Cyber bullying is nothing new, but it’s only in recent years that cases have made the headlines and captured the attention of the public. This type of sickening activity is still ‘tolerated’ despite victims’ suffering; and there used to be an argument between police and regularly targeted sites such as Twitter over who is responsible for dealing with malicious behaviour.
Police intervention or self-policing?
While police have previously maintained that tracking and identifying the culprits was not their responsibility, Stuart Hyde, chief constable of Cumbria police who speaks on e-crime for the Association of Chief Police Officers, recently said that police should intervene when Twitter abuse is serious enough to contravene existing legislation such as the Malicious Communications Acts of 1998 and 2003.
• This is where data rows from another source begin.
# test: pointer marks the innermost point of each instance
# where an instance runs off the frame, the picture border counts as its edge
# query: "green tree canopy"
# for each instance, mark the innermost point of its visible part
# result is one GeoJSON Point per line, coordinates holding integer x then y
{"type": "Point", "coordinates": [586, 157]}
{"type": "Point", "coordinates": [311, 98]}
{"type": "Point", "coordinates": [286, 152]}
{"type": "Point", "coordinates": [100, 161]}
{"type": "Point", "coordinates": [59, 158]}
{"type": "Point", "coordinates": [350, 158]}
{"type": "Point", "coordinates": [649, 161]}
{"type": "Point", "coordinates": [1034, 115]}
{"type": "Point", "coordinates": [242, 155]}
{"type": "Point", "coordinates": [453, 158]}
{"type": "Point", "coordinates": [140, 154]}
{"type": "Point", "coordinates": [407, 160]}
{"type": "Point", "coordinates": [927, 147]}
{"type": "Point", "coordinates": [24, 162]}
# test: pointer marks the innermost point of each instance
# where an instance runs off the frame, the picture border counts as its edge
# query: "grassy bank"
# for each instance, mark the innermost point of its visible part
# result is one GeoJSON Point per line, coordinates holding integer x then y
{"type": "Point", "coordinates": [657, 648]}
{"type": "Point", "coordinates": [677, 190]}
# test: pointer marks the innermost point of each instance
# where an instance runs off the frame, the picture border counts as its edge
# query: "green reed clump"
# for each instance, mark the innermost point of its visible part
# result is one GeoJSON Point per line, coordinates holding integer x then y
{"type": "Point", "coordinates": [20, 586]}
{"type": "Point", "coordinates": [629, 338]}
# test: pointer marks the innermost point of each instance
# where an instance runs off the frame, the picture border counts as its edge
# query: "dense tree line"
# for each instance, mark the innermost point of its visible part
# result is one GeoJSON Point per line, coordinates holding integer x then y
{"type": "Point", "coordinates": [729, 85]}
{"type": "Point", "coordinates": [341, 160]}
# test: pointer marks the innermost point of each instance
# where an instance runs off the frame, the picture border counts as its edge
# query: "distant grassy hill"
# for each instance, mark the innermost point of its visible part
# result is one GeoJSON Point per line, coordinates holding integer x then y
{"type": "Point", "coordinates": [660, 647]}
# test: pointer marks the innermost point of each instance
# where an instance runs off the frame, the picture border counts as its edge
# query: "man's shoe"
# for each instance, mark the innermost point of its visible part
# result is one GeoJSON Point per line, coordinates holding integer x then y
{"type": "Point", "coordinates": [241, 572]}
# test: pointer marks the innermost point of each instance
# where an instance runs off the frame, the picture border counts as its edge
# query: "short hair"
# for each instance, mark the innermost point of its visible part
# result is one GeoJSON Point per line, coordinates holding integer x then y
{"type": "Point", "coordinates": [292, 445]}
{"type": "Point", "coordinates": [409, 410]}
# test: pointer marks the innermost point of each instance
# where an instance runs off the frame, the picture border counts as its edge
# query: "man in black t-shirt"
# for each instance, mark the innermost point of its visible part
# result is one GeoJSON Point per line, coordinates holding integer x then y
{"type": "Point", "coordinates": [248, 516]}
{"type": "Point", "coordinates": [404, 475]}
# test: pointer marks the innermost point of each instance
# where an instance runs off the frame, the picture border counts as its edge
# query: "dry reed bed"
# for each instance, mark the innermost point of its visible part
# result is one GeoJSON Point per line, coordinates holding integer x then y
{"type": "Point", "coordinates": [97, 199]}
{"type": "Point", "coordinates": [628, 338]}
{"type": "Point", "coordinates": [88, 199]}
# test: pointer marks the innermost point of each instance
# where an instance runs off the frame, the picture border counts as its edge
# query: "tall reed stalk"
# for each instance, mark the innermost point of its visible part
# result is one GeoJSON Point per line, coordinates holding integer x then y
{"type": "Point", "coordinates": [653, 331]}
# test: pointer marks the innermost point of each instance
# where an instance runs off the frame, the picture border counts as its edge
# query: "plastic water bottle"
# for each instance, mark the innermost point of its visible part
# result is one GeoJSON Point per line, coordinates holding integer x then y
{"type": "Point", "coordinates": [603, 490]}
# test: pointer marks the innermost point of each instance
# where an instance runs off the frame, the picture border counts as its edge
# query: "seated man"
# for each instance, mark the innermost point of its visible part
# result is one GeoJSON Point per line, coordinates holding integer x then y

However , he has also said that there is no need for new legislation and that recent negative publicity involving high profile victims such as Blue Peter presenter Helen Skelton and Olympic diver Tom Daley should prompt Twitter itself to take action, especially as police resources are stretched.
There should be no distinction between online and offline activity, but the anonymity afforded by the Internet and the vast online community leaves individuals much more vulnerable than they would be in the school playground. It’s important to remember that no one is exempt from being targeted by cyber bullies; young or old, celebrity or mere mortal. The resulting comments are usually unfounded and cause needless distress, with the potential to have a long-term negative impact on the lives of victims.
Victims are left wondering what to do next and are often encouraged to take matters into their own hands or simply ‘toughen up’ by fellow users, especially when they are non-celebrity citizens without the resources to fight the bullies. The law is in place to enable criminal activity to be distinguished from non-consequential behaviour that doesn’t warrant punishment, yet there has been a reluctance to use it: perhaps a change in police attitudes will be to the victims’ advantage.
Educate those at risk
We must also address the risk of those who could inadvertently become involved in bullying others online. Peer groups boast strong bonds that could easily lead to innocent friends getting embroiled in someone else’s behaviour in an effort to defend the perpetrator.
Oversharing contributes to individuals’ susceptibility to cyber bullying, so the advice is to avoid it. We’re continuously warned and guided about the likes of hackers and identity thieves, but the more sensitive topics remain somewhat taboo as we struggle to discuss the harsh reality with our children.